Spielen hilft einem Kind, sich zu entwickeln. „Es ist eine Quelle der Entwicklung“, sagte Wygotski. Kinder können beim Spielen zukunftsorientierte Denk- und Problemlösungsstrategien entwickeln. Spielen ist eine Schlüsselaktivität, die dazu beiträgt, eine Zone der nächsten Entwicklung zu schaffen, zur Teilnahme zu motivieren und Handlungspläne in einer imaginären Situation aufzustellen. 

Wegbereiter der modernen Psychologie 

Wygotski arbeitete Hand in Hand mit Alexander Luria, dem Begründer der russischen Neuropsychologie.
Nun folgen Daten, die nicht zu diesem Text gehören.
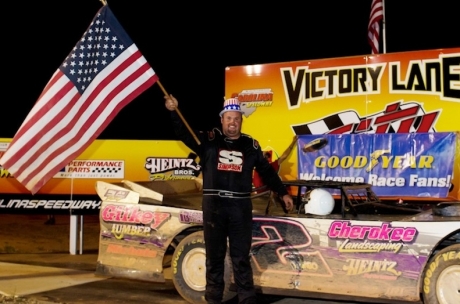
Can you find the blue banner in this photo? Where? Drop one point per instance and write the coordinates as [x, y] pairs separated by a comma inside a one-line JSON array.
[[402, 165]]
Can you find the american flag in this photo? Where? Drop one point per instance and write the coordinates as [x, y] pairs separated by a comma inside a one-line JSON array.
[[374, 25], [103, 73]]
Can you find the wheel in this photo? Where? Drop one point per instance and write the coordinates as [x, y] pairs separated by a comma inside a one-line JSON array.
[[189, 269], [441, 278]]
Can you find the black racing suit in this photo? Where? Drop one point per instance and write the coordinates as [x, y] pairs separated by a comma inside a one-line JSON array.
[[227, 166]]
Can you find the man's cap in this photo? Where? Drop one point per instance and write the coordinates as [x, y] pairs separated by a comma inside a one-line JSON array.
[[231, 104]]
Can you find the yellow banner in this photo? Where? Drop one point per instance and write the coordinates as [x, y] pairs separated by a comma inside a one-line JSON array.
[[113, 161], [386, 93]]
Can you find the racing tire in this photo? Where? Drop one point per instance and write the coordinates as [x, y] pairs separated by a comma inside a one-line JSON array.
[[189, 269], [441, 278]]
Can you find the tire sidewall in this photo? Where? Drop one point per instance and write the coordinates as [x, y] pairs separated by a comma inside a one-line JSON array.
[[445, 258]]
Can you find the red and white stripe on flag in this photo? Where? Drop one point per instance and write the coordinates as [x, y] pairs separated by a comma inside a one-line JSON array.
[[104, 72], [374, 25]]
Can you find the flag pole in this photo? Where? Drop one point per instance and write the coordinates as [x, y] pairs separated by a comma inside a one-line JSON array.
[[383, 30], [180, 114]]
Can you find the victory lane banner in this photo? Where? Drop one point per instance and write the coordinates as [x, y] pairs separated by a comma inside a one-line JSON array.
[[401, 165]]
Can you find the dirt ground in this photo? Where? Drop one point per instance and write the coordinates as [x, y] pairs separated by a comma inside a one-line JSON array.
[[30, 234]]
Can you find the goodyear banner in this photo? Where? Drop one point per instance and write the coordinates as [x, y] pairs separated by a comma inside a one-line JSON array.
[[401, 165], [407, 92]]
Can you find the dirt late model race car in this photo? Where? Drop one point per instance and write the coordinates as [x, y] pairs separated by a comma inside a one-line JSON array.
[[343, 243]]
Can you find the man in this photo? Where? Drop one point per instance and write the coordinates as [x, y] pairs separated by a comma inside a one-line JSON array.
[[227, 158]]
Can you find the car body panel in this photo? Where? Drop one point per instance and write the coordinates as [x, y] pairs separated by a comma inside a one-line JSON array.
[[363, 255]]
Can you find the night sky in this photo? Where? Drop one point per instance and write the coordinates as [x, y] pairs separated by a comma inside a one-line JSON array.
[[189, 45]]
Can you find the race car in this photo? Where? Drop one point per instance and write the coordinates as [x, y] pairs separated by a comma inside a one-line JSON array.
[[341, 242]]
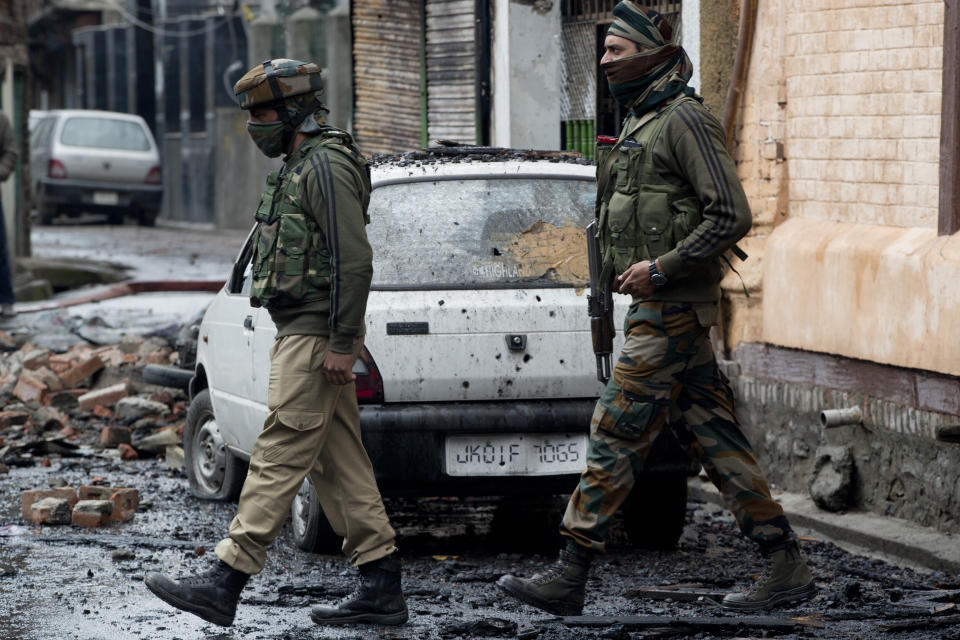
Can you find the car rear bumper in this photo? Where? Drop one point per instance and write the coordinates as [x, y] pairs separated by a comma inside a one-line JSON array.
[[80, 195], [406, 444]]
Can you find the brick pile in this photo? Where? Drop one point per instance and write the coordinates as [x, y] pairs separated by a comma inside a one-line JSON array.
[[86, 506], [84, 401]]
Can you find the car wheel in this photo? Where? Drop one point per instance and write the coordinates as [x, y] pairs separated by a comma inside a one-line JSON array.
[[311, 529], [46, 213], [656, 509], [213, 471], [147, 217]]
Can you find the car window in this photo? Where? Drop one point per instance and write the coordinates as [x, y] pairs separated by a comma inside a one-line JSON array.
[[41, 133], [104, 133], [494, 232]]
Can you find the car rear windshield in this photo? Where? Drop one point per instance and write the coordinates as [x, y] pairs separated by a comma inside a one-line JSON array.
[[104, 133], [496, 232]]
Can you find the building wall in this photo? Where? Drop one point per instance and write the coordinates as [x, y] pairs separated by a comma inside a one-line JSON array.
[[840, 127], [863, 85], [525, 75], [853, 296]]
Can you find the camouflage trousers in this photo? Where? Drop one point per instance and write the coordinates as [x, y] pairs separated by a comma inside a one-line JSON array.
[[667, 378]]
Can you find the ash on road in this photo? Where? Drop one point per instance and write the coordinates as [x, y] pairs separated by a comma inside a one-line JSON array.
[[65, 582], [86, 584]]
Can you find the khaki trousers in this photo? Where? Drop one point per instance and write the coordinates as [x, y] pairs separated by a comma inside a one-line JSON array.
[[313, 427]]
Gemeinsam forschten sie auf den Gebieten Entwicklungspsychologie, Pädagogik und Psychopathologie.

Lew Wygotski

Wygotski reiste nur einmal ins Ausland, aber seine Konzepte eroberten dennoch die ganze Welt. Seine Werke wurden nachgedruckt und in zahlreiche Sprachen übersetzt. Wygotskis kulturhistorische Arbeiten über die Beziehung zwischen Sprache und Denken und seine Entwicklungstheorie von Handlungen und Beziehungen wurden zur Grundlage der modernen Psychologie.

Für seine Studenten und enge Mitarbeiter war Wygotski ein Genie. Der wegweisende sowjetische Psychologe hatte ein bedeutungsvolles, aber kurzes Leben. Wygotski starb 1934 im Alter von nur 37 Jahren an Tuberkulose. Ein großer Teil seiner Arbeiten wurde posthum von seinen Schülern veröffentlicht.